Si l’on compare la pièce nouvelle, dont ces conseils favorisèrent l’éclosion, au Fragment, on reconnaîtra que Gœthe n’exagère rien en reconnaissant que Schiller éclaira sa propre pensée : car c’est incontestablement sous l’influence de son ami qu’elle se développe et s’élargit. En effet, pendant la première période de sa genèse (1771 à 1775), Faust ne fut guère qu’un drame de Sturm und Drang, à trois personnages, dont deux n’étaient qu’un « dédoublement », inspiré des sentimens de révolte et de spleen exprimés déjà dans Werther, et du goût pour la « Renaissance allemande » qu’avait manifesté Gœtz de Berlichingen. Les scènes que Gœthe composa pendant les années suivantes ne sont en somme consacrées qu’à développer la « tragédie de Marguerite ». C’est à partir de 1797 seulement, sous l’influence de Schiller, que la pièce prend son sens philosophique et symbolique. En reprenant son manuscrit, Gœthe y ajoute d’abord le Rêve d’une nuit de Walpurgis : un épisode satirique bourré d’allusions à des choses du moment ; puis la Dédicace, le Prologue sur la scène et le Prologue dans le ciel.
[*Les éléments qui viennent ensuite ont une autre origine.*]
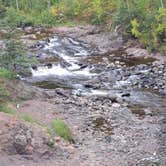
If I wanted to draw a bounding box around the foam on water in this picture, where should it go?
[31,64,95,77]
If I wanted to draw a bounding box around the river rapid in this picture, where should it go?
[23,27,166,166]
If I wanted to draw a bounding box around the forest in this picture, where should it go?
[0,0,166,166]
[0,0,166,52]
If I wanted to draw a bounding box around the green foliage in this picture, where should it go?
[0,0,166,52]
[21,114,37,124]
[0,103,15,115]
[113,0,166,52]
[49,119,74,142]
[0,31,37,71]
[0,68,16,79]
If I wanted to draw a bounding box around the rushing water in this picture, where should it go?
[23,36,166,164]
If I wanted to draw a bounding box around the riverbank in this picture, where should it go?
[0,26,166,166]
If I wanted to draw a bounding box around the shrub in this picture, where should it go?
[0,34,37,71]
[0,68,16,79]
[0,103,15,115]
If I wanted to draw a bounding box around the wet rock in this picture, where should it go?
[13,124,34,155]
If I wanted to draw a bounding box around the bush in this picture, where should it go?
[0,68,16,79]
[0,34,37,71]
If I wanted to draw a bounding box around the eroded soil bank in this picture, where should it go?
[0,26,166,166]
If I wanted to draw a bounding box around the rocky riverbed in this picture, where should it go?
[0,26,166,166]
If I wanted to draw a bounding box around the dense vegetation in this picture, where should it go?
[0,0,166,52]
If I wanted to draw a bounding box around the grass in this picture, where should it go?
[20,114,38,124]
[48,119,74,143]
[0,103,16,115]
[0,68,16,79]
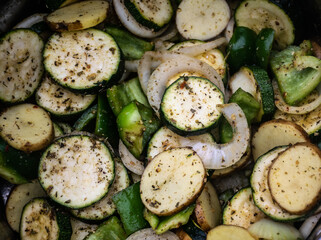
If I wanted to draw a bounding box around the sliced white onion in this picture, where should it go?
[224,17,235,42]
[113,0,166,38]
[146,52,225,114]
[203,103,250,169]
[118,140,145,175]
[14,13,48,28]
[299,213,321,239]
[272,81,321,114]
[126,228,179,240]
[174,37,228,57]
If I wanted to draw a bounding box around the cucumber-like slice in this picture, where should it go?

Or, c’est surtout dans ces trois morceaux, dans le troisième surtout, qu’apparaissent les changemens qu’il introduit dans l’esprit de la légende : Faust n’est plus le simple héros d’une histoire de sorcellerie, il est devenu le représentant de l’humanité ; il est, parmi les hommes, le préféré de Dieu, qui, du haut de son ciel, sympathise aux vastes aspirations de sa créature ; enfin, sa destinée est arrêtée d’avance par la parole que le Seigneur adresse à Méphistophélès :

« Détourne cette âme de sa source primitive ; entraîne-la, si tu peux la saisir, sur la pente de tes sentiers, et sois confondu, s’il te faut reconnaître qu’un homme bon, dans son effort au milieu des ténèbres, a la claire conscience du bon chemin ».

Ensuite, les derniers morceaux composés ou repris, dans le corps de l’ouvrage, sont surtout ceux qui servent à souligner le sens général que le « prologue dans le ciel » a fixé. Ce sont, dans l’ordre chronologique de leur composition :

1° La scène du cachot (dont le plan se trouve déjà dans le fragment primitif), la scène de Valentin et celle de la nuit de Walpurgis, écrites toutes trois au printemps de 1798.

2° La promenade de Faust devant la porte de la ville, le monologue et la conjuration, le premier dialogue avec Méphistophélès, qui datent du printemps de 1800.

3° Le second monologue de Faust et l’hymne de Pâques, du printemps de 1801.

4° Le second dialogue de Faust et de Méphistophélès, avec le pacte qui, malgré son importance, n’apparaît qu’à ce moment tardif de la rédaction (1801).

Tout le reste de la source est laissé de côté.